Dieses Buch enthält sexuell anstößige Texte und ist für Personen unter 18 Jahren nicht geeignet. Alle beteiligten Charaktere sind frei erfunden und volljährig.

Kein Sex ohne Gummi! Das ist nur in Geschichten geil!

Inhaltsverzeichnis

Sex in der Sargfabrik

Eine Trauung mit vielen Höhepunkten

Die perverse Masseuse

Die unersättliche Praktikantin

Gruppensex Reise

Sex in der Sargfabrik

Leonie und Ben kamen gerade von der Uni, die Vorlesungen waren wie so oft in letzter Zeit stinklangweilig gewesen, als Leonie ihren Freund Ben fragte: «Sag mal, kannst du mir heute Nachmittag ausnahmsweise mal bei meinem Referat helfen. Ich komme da echt nicht mit klar.»

«Ach nee?» Ben grinste.

«Unsere Musterstudentin muss sich geschlagen geben?»
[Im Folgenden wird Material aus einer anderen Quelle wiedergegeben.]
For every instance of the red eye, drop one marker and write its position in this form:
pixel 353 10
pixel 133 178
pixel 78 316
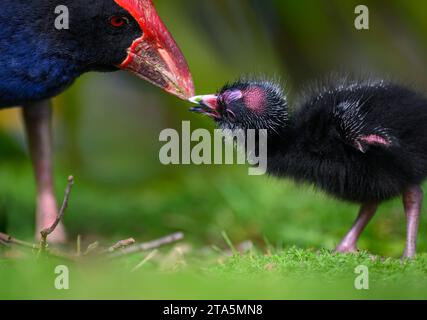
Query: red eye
pixel 118 22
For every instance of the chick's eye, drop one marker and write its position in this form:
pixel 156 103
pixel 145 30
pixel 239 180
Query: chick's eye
pixel 118 22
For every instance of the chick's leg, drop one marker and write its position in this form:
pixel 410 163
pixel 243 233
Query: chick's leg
pixel 37 119
pixel 412 201
pixel 349 243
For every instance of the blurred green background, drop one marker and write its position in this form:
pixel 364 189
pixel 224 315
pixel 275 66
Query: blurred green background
pixel 107 128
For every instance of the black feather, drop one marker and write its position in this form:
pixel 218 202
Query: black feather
pixel 358 141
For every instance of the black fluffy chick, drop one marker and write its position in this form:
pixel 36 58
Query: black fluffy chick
pixel 362 141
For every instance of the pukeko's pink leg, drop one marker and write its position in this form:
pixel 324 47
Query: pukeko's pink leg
pixel 37 119
pixel 349 243
pixel 412 201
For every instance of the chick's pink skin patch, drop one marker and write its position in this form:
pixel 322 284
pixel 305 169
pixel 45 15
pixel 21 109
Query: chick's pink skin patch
pixel 255 99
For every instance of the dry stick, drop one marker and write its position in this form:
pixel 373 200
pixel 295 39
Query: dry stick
pixel 6 239
pixel 46 232
pixel 150 256
pixel 121 245
pixel 148 246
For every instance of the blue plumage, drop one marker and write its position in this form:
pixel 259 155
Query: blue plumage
pixel 30 67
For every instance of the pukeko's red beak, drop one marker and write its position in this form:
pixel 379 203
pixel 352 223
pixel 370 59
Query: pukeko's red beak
pixel 155 56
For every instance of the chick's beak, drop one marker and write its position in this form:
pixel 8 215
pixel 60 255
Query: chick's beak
pixel 207 104
pixel 155 56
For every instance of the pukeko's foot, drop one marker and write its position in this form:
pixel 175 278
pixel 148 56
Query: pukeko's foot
pixel 37 119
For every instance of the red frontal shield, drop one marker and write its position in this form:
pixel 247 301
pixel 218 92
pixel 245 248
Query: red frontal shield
pixel 155 56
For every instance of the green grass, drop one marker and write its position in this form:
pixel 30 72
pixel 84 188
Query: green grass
pixel 293 230
pixel 288 274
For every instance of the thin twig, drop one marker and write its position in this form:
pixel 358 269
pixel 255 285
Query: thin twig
pixel 46 232
pixel 121 245
pixel 91 248
pixel 148 246
pixel 79 245
pixel 150 256
pixel 8 240
pixel 5 238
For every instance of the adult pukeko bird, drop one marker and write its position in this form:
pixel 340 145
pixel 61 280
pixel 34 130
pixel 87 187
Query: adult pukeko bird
pixel 361 141
pixel 38 61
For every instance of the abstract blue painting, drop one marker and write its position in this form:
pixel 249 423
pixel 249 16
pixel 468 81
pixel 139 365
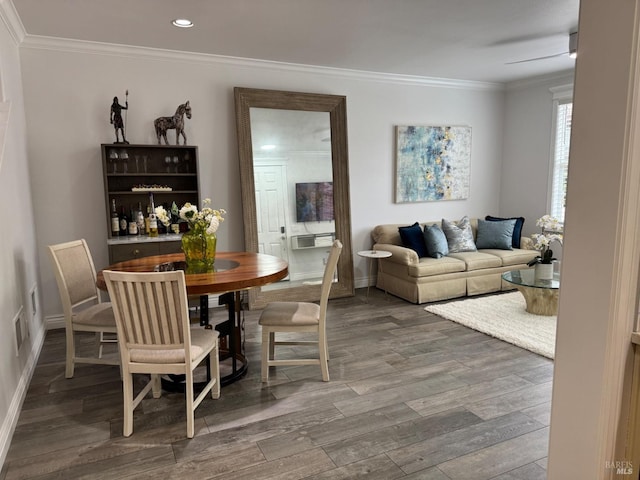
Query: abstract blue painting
pixel 432 163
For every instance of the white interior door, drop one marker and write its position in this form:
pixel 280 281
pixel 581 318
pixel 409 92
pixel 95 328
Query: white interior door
pixel 271 193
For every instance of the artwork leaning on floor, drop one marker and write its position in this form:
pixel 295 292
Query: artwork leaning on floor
pixel 432 163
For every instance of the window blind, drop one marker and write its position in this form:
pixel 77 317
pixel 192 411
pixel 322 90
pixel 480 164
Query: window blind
pixel 561 158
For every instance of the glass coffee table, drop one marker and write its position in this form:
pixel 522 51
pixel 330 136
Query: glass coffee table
pixel 541 295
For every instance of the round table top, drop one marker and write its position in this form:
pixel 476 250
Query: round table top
pixel 374 253
pixel 527 278
pixel 233 271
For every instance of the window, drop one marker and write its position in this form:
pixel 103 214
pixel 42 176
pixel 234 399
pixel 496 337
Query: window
pixel 563 107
«Kommt du denn damit klar?» Leonie Stimme klang beleidigt.

«Nee, aber natürlich helfe ich gern. Sagen wir so gegen 17 Uhr 30 … vorher schaffe ich es nicht», meinte Ben und schaute Leonie fragend an.

«Ist okay», meinte diese und ließ sich den Weg zu Ben’s Haus erklären. Dort war sie noch nie gewesen und entsprechend neugierig. Sie kannten sich jetzt volle drei Monate und Ben vermied es stets, sie zu sich nach Hause mitzunehmen. Ständig vögelten sie in ihrer kleinen Studentenbude.
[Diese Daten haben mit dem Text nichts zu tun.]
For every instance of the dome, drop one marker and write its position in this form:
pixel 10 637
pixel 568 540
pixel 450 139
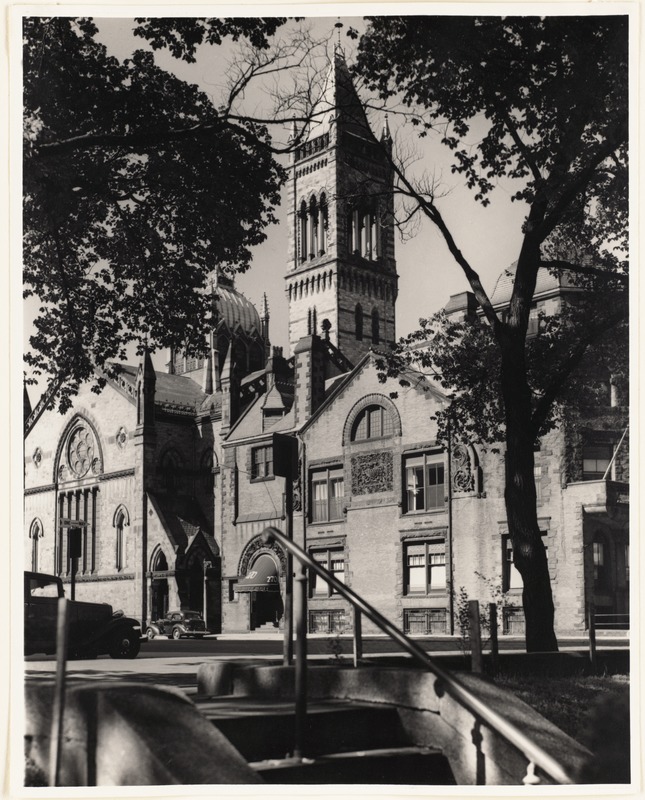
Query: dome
pixel 234 309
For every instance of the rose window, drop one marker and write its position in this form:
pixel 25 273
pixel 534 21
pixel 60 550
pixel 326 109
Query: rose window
pixel 80 452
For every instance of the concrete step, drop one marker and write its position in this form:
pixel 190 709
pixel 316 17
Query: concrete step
pixel 418 766
pixel 264 729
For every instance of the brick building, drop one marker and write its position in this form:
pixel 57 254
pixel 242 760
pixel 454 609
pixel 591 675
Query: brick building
pixel 173 472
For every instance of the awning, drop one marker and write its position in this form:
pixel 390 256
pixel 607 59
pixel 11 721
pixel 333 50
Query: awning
pixel 262 577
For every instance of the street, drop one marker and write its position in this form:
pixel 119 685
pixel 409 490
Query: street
pixel 175 663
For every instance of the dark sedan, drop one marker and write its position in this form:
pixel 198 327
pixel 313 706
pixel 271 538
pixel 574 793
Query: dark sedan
pixel 177 624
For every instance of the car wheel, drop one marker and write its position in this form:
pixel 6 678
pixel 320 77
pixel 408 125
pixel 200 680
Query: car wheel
pixel 124 644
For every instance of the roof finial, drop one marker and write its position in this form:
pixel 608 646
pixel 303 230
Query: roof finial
pixel 337 47
pixel 386 136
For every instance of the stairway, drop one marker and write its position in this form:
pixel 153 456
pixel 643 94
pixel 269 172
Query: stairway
pixel 345 742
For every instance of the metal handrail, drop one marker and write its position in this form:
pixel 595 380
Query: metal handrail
pixel 534 754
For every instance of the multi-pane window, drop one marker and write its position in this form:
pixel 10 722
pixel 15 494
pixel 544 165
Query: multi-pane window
pixel 262 462
pixel 376 335
pixel 327 493
pixel 425 567
pixel 424 621
pixel 358 322
pixel 333 561
pixel 81 506
pixel 537 474
pixel 326 621
pixel 425 482
pixel 373 422
pixel 511 577
pixel 599 564
pixel 595 461
pixel 120 558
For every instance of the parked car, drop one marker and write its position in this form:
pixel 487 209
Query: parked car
pixel 94 628
pixel 177 624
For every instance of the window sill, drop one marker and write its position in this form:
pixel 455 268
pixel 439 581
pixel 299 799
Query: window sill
pixel 438 510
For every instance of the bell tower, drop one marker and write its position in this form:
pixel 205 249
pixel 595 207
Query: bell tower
pixel 341 264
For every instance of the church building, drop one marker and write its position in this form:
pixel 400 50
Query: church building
pixel 171 474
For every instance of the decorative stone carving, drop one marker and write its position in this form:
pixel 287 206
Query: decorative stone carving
pixel 372 472
pixel 463 477
pixel 297 489
pixel 256 546
pixel 80 451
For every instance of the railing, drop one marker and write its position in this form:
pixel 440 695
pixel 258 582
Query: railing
pixel 536 757
pixel 612 622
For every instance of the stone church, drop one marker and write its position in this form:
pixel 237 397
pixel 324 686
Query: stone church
pixel 171 473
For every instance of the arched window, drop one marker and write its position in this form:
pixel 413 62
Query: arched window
pixel 312 321
pixel 207 471
pixel 373 422
pixel 313 228
pixel 170 468
pixel 375 327
pixel 358 322
pixel 322 225
pixel 302 230
pixel 121 521
pixel 35 534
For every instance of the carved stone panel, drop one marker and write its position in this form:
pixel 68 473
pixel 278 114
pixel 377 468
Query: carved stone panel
pixel 372 472
pixel 463 479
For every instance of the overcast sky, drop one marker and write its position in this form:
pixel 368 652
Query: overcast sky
pixel 489 237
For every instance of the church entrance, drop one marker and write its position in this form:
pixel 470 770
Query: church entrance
pixel 159 588
pixel 266 609
pixel 262 584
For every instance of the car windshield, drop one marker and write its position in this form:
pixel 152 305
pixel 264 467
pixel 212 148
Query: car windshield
pixel 42 587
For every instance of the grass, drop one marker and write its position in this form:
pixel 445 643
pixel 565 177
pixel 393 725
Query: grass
pixel 593 710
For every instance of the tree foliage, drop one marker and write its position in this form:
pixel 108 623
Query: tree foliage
pixel 183 35
pixel 135 189
pixel 538 105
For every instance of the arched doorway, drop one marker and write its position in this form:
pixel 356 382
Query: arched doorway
pixel 262 584
pixel 159 587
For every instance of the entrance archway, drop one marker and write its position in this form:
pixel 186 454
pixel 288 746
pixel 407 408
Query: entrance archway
pixel 159 588
pixel 262 584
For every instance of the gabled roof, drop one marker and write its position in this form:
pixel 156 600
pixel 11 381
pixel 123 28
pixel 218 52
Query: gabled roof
pixel 182 520
pixel 547 284
pixel 339 103
pixel 175 391
pixel 416 379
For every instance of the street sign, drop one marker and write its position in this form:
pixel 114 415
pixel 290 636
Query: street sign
pixel 74 542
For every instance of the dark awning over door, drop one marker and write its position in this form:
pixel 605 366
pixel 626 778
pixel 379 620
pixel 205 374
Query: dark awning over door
pixel 262 577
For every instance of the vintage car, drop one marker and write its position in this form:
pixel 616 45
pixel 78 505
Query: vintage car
pixel 94 628
pixel 177 624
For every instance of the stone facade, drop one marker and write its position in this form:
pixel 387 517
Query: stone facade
pixel 176 474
«Mach dir mal selbst ein Bild – denn du wirst dich sicherlich bereits fragen, warum ich dich nicht zu mir mit nach Hause nehme.»

Konnte der Typ Gedanken lesen.

«Ist alles ein bisschen … na schau selbst», meinte Ben.

Leonie zeigte sich überrascht.

Okay … ich dachte immer, dein Vater sei Tischler?»

«Ist er ja auch.»

«Na dann weiß ich echt nicht. Bis dann.»

Ben sah Leonie nach, wie sie sich immer weiter von ihm entfernte.

Natürlich, sein Vater war ein hervorragender Tischler, nur dass er Särge herstellte, das hatte Ben Leonie verschwiegen.

Der Vater hatte etwas aus dem Geschäft gemacht, er nannte es nun Manufaktur, viele neue Ideen waren eingeflossen, und das Geschäft florierte. Die Familie war stolz auf das, was aus dem kleinen Laden geworden war. Nur Ben hatte Probleme damit, seine Bekanntschaften mit zu sich nach Hause zu bringen.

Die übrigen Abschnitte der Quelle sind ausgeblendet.